Vítimas, do Lesoto, terão sido alvo de um grupo rival de mineiros. Autoridades lançaram uma caça ao homem.

Nove mineiros ilegais do Lesoto foram apedrejados até à morte, na sexta-feira, num subúrbio de Joanesburgo, por um grupo de mineiros rivais, anunciou este sábado a polícia sul-africana denunciando como "um ato bárbaro".

A polícia "investiga" o assassínio de nove cidadãos do Lesoto "envolvidos em atividades ilegais de mineração que foram apedrejados até a morte em Matholeville (...) por zamazamas (mineiros ilegais) do Lesoto", uma zona pequena e pobre e sem litoral na África do Sul.

Os corpos das nove vítimas foram encontrados nas ruas de Mathoville, enquanto uma décima pessoa foi encontrada gravemente ferida e transportada para o hospital, precisaram as autoridades policiais em comunicado.

Parece que a violência eclodiu entre "grupos rivais de mineiros ilegais que operam na área", disse a porta-voz da polícia Mavela Masondo, numa entrevista à televisão eNCA.

As forças de segurança sul-africanas lançaram uma "caça ao homem" e a polícia interrogou 87 pessoas.

A África do Sul é considerado um dos países mais violentos do mundo.

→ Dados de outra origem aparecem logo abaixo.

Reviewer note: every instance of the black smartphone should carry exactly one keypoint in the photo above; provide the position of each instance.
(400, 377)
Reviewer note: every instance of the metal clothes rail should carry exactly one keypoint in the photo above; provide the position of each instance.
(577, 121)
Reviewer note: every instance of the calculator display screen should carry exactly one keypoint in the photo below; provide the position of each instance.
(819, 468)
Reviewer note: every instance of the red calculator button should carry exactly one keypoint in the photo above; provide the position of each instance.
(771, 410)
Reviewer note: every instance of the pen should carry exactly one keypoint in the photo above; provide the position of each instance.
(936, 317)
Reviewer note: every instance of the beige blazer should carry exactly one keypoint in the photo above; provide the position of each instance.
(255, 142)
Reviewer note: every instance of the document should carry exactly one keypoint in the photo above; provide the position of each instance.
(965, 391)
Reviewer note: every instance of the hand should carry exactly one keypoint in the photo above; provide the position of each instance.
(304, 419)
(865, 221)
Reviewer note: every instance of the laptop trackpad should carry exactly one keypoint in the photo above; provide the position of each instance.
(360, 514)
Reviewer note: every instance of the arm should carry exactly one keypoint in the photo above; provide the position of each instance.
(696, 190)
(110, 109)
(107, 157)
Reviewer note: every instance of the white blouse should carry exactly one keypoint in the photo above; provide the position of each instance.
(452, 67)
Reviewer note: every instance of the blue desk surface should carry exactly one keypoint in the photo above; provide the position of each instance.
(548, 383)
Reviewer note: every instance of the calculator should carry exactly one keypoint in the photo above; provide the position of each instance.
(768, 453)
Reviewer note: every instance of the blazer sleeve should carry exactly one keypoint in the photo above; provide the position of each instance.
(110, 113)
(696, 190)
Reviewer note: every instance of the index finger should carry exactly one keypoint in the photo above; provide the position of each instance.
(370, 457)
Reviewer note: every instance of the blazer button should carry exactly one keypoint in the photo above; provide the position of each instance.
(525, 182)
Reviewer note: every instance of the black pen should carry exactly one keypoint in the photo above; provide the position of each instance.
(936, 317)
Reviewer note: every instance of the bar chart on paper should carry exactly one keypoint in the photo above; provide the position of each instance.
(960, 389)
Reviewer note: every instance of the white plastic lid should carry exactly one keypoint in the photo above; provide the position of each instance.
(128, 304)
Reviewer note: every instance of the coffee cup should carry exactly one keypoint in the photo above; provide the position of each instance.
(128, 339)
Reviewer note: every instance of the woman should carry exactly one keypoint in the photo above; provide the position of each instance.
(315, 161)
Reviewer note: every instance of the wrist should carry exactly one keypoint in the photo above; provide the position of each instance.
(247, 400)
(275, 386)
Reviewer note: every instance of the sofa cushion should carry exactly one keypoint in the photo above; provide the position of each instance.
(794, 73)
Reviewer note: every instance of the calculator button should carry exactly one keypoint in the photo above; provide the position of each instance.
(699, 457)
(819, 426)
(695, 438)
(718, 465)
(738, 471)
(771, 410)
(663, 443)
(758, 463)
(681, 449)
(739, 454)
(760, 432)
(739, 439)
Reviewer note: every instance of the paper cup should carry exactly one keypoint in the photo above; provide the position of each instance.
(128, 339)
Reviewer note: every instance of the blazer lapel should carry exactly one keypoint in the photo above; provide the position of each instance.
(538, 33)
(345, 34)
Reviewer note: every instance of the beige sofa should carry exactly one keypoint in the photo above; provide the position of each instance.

Segundo estatísticas oficiais, mais de 21 mil pessoas foram mortas num ano, entre abril de 2018 e março de 2019, o que dá uma média de 58 mortos por dia.

Entre oito mil e 30 mil mineiros ilegais -- ou zama zamas, que em zulu, numa tradução livre, significa os que tentam a sua oportunidade-- operam no país, segundo a Comissão sul-africana dos Direitos Humanos.

Os mineiros ilegais, que já assumiam riscos enormes para cavar túneis e poços fora de uso, estarão agora confrontados com o risco de terem de enfrentar gangues.

Em setembro de 2015, pelo menos 20 pessoas foram mortas em violência envolvendo gangues de mineiros ilegais na região de Joanesburgo, antiga capital da produção de ouro no mundo.

"A mineração ilegal e o crime organizado estão indissociavelmente ligados. Os zama zamas costumam estar fortemente armados, têm explosivos e fazem emboscadas" contra "os funcionários, guardas e grupos rivais de mineiros ilegais", de acordo com um relatório da Câmara de Minas da África do Sul.